What do you do? You have seen God work in your life. You know He can deliver you from very difficult circumstances. You have seen Him remove enemies from your path. You have likely even heard His promise. But there are still some really big obstacles out there. Does that mean it is time to sit tight, or does that mean it is time to fight-for-right?

Many of the writings on the meaning of the name Caleb work really hard to clean it up. They try, almost desperately, to put a positive spin on the meaning. I get it. People probably have reservations about having a name that means “dog,” especially since that almost always has a negative connotation in the Bible. But that is alright. I see a connection between my Caleb, my dog, and the Caleb of Numbers 13, and it is absolutely beautiful. They all trust like nobody’s business.
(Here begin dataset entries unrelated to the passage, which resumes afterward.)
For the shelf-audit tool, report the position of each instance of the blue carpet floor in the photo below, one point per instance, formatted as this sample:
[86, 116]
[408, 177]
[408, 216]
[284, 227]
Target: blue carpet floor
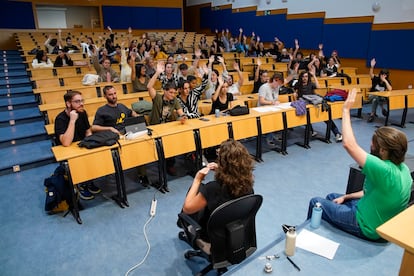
[111, 239]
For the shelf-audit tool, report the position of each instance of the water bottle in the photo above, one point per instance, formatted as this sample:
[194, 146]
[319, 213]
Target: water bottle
[316, 215]
[217, 112]
[290, 245]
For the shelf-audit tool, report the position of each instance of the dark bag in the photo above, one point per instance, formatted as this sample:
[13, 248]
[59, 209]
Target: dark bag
[99, 139]
[57, 191]
[239, 110]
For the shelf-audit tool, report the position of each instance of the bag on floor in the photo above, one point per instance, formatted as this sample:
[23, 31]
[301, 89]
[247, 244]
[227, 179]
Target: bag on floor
[99, 139]
[239, 110]
[57, 191]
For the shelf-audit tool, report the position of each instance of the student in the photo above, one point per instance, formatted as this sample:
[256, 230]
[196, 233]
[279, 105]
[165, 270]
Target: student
[379, 83]
[62, 59]
[42, 60]
[233, 178]
[111, 117]
[165, 108]
[72, 125]
[387, 185]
My son Caleb has placed an almost unnerving amount of stock into my guidance. We are engaging in discussions about making choices as he grows older, but wow, does he trust my opinion. For example, we often have pizza on Friday nights. I will call my sons to the kitchen to grab some pizza. And, more often than not, I hear this question from Caleb, “Dad, can we get some pizza now?” It’s not that he did not hear me. It’s not that he doubts. He is simply making sure that his steps match my plans. Hmm.
My dog loves walks, but he used to be a big fan of leading them. He pulled, sniffed, stalled, wherever he chose. It was no fun for me, and not great for him. Then we started using a gentle leader on our walks. It gives him some freedom, but it also makes him more dependent on my guidance. Some day he will be such an expert about knowing my plans, his steps will match mine. Hmm.
Caleb, son of Jephunneh, of the tribe of Judah, watched God in action. He knew God could deliver. He knew God’s promise. So, when the Anak report came in, this happened:
Then Caleb silenced the people before Moses and said, “We should go up and take possession of the land, for we can certainly do it.” (Numbers 13:30)
Caleb simply wanted his next steps to match his Master’s plans.

Now back to my spying, talking cats. We heard the report of one. But the second one (the one I like better) says this to my dog, “Yes, there are Great Danes out there, but remember, you will be walking with your master and it will go as planned.” At that point, besides finding the cat to be impressive, wouldn’t you say that my dog should go? If my son has heard from me that it will work out, shouldn’t he go forward? If God had revealed the Promised Land, shouldn’t the Israelites go take it?

You likely know that the Israelites did not go up to take it. Not right away. And not one of the doubters was allowed in when the Israelites eventually claimed the land. But Caleb and Joshua did; they saw the land God had promised. And the best part about when they did? Caleb was given the city of Hebron. Hebron was the city of the great and powerful Anak, and Caleb drove them out. God is a powerful Master, much more powerful than those obstacles in your way.

It is not always easy to compare ourselves to something like a dog, but my dog teaches me so many lessons about God. One of the biggest reminders that he gives me is in how he always follows me, and always trusts me. In that way I would like to be more and more like him and my son Caleb, trusting and following the One who leads.

What can we learn?
*Our next steps are very often determined by fear or faith. Have you evaluated which one is guiding you?
*If you trust God as your Master, you need only to walk along with Him to receive His promise.